Ce qui s’est passé jusqu’ici
- 2019 - 2021 : le Comité ad hoc sur l’intelligence artificielle (CAHAI) prépare les négociations. Il publie une «étude de faisabilité» sur un cadre juridique pour l'IA et adopte à la fin de son mandat les recommandations finales “Éléments possibles d'un cadre juridique pour l'IA basé sur les normes du Conseil de l'Europe en matière de droits de l'homme, de démocratie et d'État de droit”.
- Avril 2022 : le nouveau Comité sur l'intelligence artificielle (Committee on Artificial Intelligence CAI) tient sa réunion constitutive à Rome. Son travail doit se baser sur les recommandations finales du CAHAI. Toutefois, le CAI a désormais pour mission de négocier un « instrument juridique approprié » d'ici novembre 2023 (voir mandat).
- Juin 2022 : le Conseil de l'Europe spécifie que l'objectif des négociations doit être une convention ou une convention-cadre juridiquement contraignante.
- Janvier 2023 : troisième assemblée plénière du CAI. Il est décidé qu'à l'avenir, les réunions seront réparties entre l'assemblée plénière et le « Drafting Group ». Le Drafting Group doit élaborer des propositions sur le texte de la convention. Les organisations de la société civile et autres organisations observatrices en sont exclues.
- Février 2023 : le CAI publie le premier projet de convention. Il s'agit toutefois d'un projet du secrétariat qui sert désormais de base aux négociations au sein du CAI.
- Décembre 2024 : le CAI publie un deuxième projet de convention, qui contient les résultats de la deuxième lecture.
Quelles sont les prochaines étapes?
Une dernière assemblée plénière est prévue en mars 2024, date à laquelle les États membres devraient se mettre d'accord sur le texte de la convention, qui devrait ensuite être adopté par le Comité des ministres en mai 2024.
Que dis AlgorithmWatch à ce propos ?
AlgorithmWatch participe actuellement aux négociations du CAI en tant qu'organisation observatrice active et officielle. Auparavant, nous avons participé au CAHAI en tant qu'observateur officiel en 2020 et 2021. L'objectif de notre participation est de faire entendre la voix de la société civile dans les négociations et de veiller à ce que la convention sur l’IA soit réellement axée sur le mandat du Conseil de l'Europe : la protection de nos droits fondamentaux, de notre démocratie et de l'État de droit.
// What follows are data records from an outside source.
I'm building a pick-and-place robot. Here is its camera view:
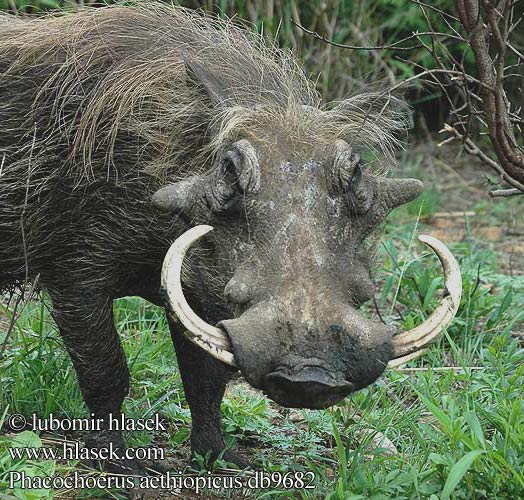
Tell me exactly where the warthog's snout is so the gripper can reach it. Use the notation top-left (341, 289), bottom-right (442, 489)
top-left (219, 300), bottom-right (393, 409)
top-left (265, 366), bottom-right (355, 409)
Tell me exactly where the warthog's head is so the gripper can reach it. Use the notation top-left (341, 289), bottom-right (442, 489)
top-left (154, 66), bottom-right (460, 408)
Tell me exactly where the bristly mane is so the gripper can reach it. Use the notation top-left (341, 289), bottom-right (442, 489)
top-left (0, 2), bottom-right (405, 184)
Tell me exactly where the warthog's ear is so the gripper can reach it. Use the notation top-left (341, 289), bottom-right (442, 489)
top-left (224, 139), bottom-right (260, 193)
top-left (152, 139), bottom-right (260, 213)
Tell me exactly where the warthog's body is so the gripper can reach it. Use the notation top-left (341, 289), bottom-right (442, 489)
top-left (0, 2), bottom-right (426, 472)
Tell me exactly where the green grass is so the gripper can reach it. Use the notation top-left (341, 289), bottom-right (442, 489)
top-left (0, 170), bottom-right (524, 500)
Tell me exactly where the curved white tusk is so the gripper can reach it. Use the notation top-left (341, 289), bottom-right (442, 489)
top-left (388, 235), bottom-right (462, 367)
top-left (162, 225), bottom-right (236, 367)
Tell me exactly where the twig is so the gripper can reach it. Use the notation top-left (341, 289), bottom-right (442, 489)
top-left (395, 366), bottom-right (486, 373)
top-left (489, 188), bottom-right (524, 198)
top-left (441, 123), bottom-right (524, 192)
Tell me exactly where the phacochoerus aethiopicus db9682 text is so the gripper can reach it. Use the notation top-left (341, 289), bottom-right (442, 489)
top-left (0, 3), bottom-right (461, 471)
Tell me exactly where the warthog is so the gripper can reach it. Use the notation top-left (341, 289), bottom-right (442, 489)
top-left (0, 3), bottom-right (460, 471)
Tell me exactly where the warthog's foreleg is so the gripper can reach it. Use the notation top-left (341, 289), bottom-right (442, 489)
top-left (169, 319), bottom-right (249, 468)
top-left (50, 288), bottom-right (145, 475)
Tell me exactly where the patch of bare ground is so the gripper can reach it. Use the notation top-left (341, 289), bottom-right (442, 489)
top-left (399, 139), bottom-right (524, 275)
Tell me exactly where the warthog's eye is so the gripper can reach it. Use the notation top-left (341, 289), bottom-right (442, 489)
top-left (208, 155), bottom-right (241, 214)
top-left (347, 155), bottom-right (374, 214)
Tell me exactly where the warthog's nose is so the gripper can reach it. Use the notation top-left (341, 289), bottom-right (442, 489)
top-left (264, 367), bottom-right (355, 409)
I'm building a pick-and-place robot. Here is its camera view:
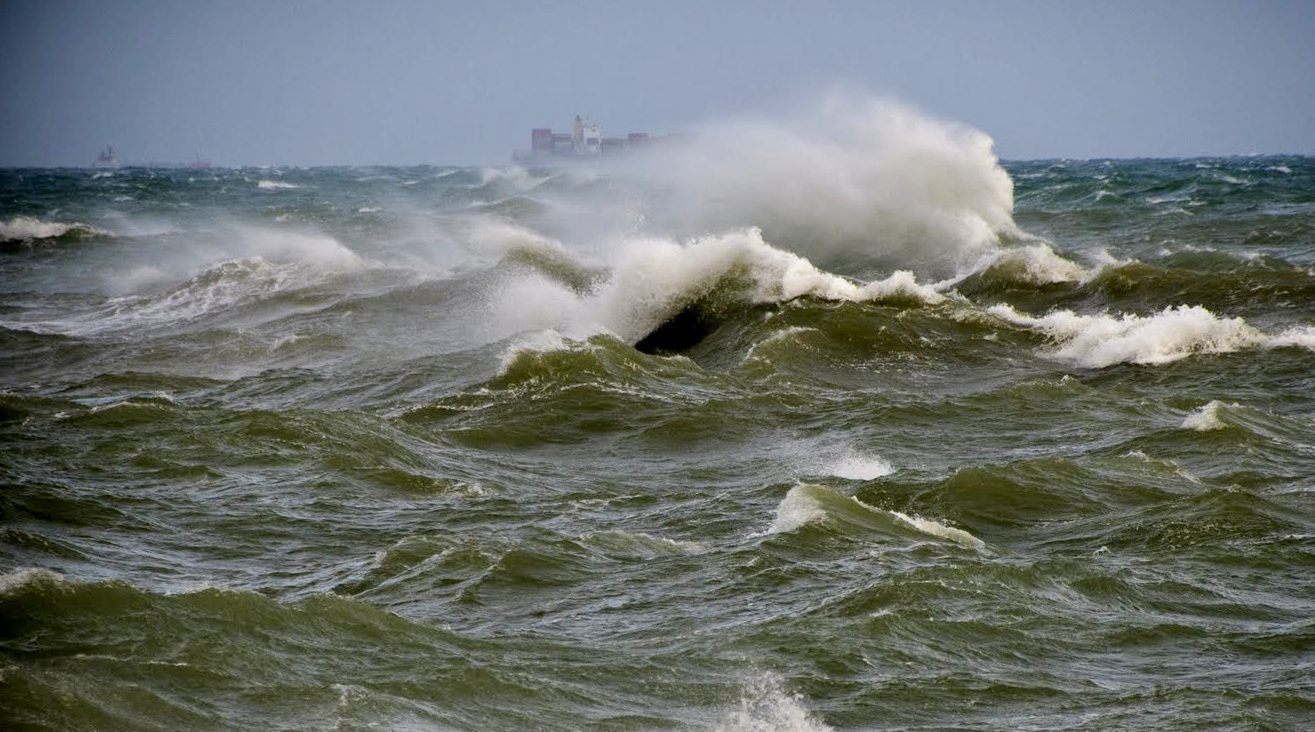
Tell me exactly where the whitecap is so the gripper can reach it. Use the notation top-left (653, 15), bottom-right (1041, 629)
top-left (986, 305), bottom-right (1315, 368)
top-left (1181, 400), bottom-right (1240, 432)
top-left (714, 674), bottom-right (831, 732)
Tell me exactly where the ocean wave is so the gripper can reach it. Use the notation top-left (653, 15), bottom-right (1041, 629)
top-left (621, 89), bottom-right (1020, 276)
top-left (986, 305), bottom-right (1315, 368)
top-left (15, 227), bottom-right (364, 335)
top-left (1182, 400), bottom-right (1241, 432)
top-left (0, 216), bottom-right (113, 242)
top-left (713, 674), bottom-right (831, 732)
top-left (496, 229), bottom-right (945, 343)
top-left (764, 484), bottom-right (986, 551)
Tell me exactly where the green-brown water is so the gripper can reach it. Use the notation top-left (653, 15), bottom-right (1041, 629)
top-left (0, 128), bottom-right (1315, 729)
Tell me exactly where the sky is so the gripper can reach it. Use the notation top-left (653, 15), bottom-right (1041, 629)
top-left (0, 0), bottom-right (1315, 167)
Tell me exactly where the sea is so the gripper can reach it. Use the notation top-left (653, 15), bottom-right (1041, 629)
top-left (0, 105), bottom-right (1315, 731)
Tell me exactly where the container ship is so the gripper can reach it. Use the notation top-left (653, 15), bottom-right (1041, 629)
top-left (512, 114), bottom-right (650, 164)
top-left (91, 145), bottom-right (118, 170)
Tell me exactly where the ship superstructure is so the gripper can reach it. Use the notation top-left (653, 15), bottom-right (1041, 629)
top-left (91, 145), bottom-right (118, 170)
top-left (512, 114), bottom-right (650, 163)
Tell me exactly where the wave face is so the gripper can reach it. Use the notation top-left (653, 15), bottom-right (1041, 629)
top-left (0, 105), bottom-right (1315, 729)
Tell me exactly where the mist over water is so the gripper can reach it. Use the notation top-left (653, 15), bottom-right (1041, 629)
top-left (0, 91), bottom-right (1315, 729)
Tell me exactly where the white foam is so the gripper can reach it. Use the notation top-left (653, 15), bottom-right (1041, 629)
top-left (822, 449), bottom-right (896, 481)
top-left (986, 305), bottom-right (1283, 368)
top-left (767, 485), bottom-right (826, 534)
top-left (0, 216), bottom-right (113, 242)
top-left (0, 566), bottom-right (64, 597)
top-left (490, 227), bottom-right (945, 342)
top-left (714, 674), bottom-right (831, 732)
top-left (1181, 400), bottom-right (1240, 432)
top-left (935, 240), bottom-right (1094, 285)
top-left (883, 507), bottom-right (986, 551)
top-left (625, 89), bottom-right (1019, 276)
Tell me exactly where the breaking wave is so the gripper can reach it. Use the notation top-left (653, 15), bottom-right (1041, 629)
top-left (496, 229), bottom-right (945, 342)
top-left (765, 484), bottom-right (986, 551)
top-left (0, 216), bottom-right (113, 243)
top-left (622, 89), bottom-right (1022, 277)
top-left (986, 305), bottom-right (1315, 368)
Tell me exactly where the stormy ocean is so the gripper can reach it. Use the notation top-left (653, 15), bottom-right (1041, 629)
top-left (0, 104), bottom-right (1315, 731)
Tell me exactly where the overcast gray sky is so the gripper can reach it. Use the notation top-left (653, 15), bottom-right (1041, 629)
top-left (0, 0), bottom-right (1315, 166)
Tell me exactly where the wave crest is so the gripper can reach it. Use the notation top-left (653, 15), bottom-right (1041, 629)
top-left (0, 216), bottom-right (113, 243)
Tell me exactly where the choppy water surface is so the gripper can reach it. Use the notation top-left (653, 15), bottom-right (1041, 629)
top-left (0, 105), bottom-right (1315, 729)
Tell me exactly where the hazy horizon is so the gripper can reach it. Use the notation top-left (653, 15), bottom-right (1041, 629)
top-left (0, 1), bottom-right (1315, 167)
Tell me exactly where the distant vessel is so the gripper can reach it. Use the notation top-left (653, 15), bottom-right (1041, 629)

- Janvier 2024 : avec d'autres organisations de la société civile et des chercheur·e·s, nous appelons les États négociateurs à couvrir de la même manière le secteur public et le secteur privé et à rejeter les exceptions générales pour la sécurité nationale.
- Janvier 2023 : à l'occasion de la Journée internationale de la protection des données, nous appelons à la mise en place d'une convention efficace sur l'IA.
- Octobre 2022 : avec nos partenaires, nous appelons l'UE à ne pas retarder les négociations du Conseil de l'Europe sur la convention sur l'IA.
- Avril 2022 : lors de la réunion d'ouverture du CAI, nous avons clairement formulé nos principales revendications en collaboration avec nos organisations partenaires principales.
- Décembre 2021 : à la fin du mandat du CAHAI et après deux ans de travail intensif, nous craignions que les recommandations du CAHAI ne soient pas à la hauteur de ce qui est nécessaire pour garantir le plein respect et la protection des droits humains, de la démocratie et de l'État de droit.